この薬は、VEGFやPDGFやc-kitなどの作用して抗腫瘍効果を発揮します。
(イレッサやタルセバはEGFR一カ所だけへの効果でしたね。)
いろんなところに効くので効果もあるのですが、副作用も予期しないようなものが出ています。
例えば、皮膚毒性や下痢はイレッサやタルセバほかの分子標的薬でもよくみられたし、高血圧や出血などは、血管新生を抑えるアバスチンなどでみられました。
スニチニブは、甲状腺機能低下症や皮膚が黄色くなったりします。
また、好中球や血小板などが減少することがあります。
この副作用は、今までの殺細胞性の抗がん剤では一般に認められる副作用ですが分子標的薬ではほとんど報告がありませんでした。
(もちろん、他にも副作用ありますよ。)
ここで、話しを戻します。
このスニチニブは、例のシトクロムP450 CYP3A4で代謝されます。
つまり、グレープフルーツジュースなどで効果が増強しますし、副作用も増強するのです。

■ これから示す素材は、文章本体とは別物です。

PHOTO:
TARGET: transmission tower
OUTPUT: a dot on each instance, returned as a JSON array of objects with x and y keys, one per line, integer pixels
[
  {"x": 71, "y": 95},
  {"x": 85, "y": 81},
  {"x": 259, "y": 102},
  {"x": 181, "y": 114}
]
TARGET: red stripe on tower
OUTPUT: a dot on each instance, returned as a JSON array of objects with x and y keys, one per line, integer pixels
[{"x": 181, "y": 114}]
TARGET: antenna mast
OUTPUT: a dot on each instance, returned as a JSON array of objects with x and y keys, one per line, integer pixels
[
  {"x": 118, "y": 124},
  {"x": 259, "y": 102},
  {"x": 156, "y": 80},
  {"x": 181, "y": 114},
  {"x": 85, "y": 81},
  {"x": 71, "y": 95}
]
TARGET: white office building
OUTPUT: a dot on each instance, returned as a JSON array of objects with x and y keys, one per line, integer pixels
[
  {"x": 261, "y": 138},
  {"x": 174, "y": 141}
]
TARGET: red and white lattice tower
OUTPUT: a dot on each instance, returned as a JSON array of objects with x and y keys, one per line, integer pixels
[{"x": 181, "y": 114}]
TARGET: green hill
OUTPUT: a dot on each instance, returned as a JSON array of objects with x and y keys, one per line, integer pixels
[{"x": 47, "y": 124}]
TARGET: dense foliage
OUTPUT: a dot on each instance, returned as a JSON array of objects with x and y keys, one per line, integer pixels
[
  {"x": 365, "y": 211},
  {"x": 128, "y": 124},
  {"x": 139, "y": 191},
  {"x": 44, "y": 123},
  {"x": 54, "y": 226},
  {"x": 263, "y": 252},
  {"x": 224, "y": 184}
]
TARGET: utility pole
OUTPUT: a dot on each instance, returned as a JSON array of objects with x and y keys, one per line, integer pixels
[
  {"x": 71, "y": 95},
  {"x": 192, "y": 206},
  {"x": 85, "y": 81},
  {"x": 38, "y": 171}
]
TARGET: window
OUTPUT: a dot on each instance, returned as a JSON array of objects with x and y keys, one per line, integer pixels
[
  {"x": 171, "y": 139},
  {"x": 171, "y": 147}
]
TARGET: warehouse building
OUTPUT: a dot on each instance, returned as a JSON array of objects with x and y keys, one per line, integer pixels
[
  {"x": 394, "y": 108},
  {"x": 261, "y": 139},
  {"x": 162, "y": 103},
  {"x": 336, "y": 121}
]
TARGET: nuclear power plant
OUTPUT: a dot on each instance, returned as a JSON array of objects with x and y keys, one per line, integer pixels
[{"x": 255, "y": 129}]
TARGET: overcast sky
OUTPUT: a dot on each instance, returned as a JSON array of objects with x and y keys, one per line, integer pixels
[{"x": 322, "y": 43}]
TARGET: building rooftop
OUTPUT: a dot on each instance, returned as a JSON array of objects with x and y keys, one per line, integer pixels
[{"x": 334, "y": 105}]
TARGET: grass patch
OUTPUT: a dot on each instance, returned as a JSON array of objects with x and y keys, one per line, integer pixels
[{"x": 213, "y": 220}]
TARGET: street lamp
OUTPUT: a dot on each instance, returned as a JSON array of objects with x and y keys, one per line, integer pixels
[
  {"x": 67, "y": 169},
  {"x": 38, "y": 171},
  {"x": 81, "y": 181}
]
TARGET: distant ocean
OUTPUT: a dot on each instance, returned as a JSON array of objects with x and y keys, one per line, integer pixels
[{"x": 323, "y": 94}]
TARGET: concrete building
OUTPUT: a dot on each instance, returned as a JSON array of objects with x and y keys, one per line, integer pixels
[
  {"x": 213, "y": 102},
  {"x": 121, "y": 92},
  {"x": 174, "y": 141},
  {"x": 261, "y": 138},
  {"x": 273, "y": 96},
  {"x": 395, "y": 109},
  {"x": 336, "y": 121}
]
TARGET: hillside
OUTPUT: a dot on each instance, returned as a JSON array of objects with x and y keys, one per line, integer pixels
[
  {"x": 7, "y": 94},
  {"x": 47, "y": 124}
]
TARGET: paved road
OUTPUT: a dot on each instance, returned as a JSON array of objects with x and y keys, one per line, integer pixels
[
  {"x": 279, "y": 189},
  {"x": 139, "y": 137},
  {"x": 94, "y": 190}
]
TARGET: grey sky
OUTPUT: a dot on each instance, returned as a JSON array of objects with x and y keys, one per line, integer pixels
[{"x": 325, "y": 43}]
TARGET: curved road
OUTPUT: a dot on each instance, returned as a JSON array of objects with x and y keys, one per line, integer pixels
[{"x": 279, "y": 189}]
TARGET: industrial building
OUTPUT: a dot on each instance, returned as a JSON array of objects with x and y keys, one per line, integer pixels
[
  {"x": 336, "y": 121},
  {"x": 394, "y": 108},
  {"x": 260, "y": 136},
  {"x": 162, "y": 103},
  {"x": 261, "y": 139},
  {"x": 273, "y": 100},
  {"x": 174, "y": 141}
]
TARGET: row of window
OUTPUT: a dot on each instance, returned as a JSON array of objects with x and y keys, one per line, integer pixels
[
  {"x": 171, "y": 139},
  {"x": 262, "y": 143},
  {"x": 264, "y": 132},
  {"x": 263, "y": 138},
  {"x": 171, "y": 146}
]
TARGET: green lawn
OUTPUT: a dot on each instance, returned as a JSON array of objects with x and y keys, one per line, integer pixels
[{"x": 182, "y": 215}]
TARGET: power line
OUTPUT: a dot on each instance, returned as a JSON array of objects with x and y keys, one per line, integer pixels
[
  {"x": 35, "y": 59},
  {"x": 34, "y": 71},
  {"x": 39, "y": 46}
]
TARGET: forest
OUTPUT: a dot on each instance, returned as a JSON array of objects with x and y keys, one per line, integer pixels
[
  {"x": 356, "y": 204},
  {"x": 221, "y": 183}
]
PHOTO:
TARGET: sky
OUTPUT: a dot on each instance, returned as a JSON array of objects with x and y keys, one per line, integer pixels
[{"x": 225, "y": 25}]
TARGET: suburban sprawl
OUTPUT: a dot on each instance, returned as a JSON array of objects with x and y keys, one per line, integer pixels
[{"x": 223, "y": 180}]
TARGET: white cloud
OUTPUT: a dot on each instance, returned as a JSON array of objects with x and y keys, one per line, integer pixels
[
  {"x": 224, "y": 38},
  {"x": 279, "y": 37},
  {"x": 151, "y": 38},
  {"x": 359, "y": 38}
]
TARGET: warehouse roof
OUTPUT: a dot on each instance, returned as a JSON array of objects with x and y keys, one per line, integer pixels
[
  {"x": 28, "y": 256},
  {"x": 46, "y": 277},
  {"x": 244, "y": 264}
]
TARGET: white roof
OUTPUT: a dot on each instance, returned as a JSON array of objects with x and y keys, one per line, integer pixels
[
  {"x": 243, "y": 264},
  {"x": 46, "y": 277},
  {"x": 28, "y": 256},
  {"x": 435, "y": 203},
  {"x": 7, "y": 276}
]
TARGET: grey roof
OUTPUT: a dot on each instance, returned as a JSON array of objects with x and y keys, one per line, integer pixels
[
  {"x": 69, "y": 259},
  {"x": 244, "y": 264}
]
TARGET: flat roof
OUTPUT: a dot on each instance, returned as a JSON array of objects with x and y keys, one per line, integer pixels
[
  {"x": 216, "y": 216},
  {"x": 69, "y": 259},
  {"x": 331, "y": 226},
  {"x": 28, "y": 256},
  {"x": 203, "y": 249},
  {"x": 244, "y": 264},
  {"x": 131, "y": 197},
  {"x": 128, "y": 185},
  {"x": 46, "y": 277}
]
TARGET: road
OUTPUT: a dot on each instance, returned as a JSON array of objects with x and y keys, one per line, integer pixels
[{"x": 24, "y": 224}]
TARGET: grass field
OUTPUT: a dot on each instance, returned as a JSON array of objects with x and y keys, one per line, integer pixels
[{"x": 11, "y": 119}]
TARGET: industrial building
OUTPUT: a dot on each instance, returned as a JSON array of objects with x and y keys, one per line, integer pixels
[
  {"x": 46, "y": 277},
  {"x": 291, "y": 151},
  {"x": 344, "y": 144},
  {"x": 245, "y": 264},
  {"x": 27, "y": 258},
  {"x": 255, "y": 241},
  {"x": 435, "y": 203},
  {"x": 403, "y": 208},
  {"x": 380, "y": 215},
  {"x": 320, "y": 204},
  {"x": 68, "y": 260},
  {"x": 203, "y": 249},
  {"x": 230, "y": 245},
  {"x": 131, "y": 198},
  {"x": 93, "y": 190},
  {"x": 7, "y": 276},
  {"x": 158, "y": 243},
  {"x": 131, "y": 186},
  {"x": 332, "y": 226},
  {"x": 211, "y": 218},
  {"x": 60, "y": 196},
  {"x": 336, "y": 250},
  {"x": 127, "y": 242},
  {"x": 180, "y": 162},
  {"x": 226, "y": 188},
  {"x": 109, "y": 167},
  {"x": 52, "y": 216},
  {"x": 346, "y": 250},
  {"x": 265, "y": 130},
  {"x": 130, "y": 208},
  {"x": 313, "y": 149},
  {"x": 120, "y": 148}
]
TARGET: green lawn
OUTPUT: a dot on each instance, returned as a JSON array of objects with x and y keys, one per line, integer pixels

分子標的薬とはいえ抗がん剤は抗がん剤ですから、普通に使用していても致死的な副作用が出る可能性があります。
それが、グレープフルーツジュースと併用したら。。。。
恐いですね。
ちなみに、ある種の真菌薬と併用するとスニチニブの血中濃度が約1.5倍となるようです。
恐い。。。
もちろん、減弱させるものもあり、相互作用のために効果がなくなった。なんて可能性もあります。
しっかりと決められたことは守って、飲んでる薬や健康食品まで担当医や薬剤師に教えてくださいね。
そうしないと、恐いことがありますからね。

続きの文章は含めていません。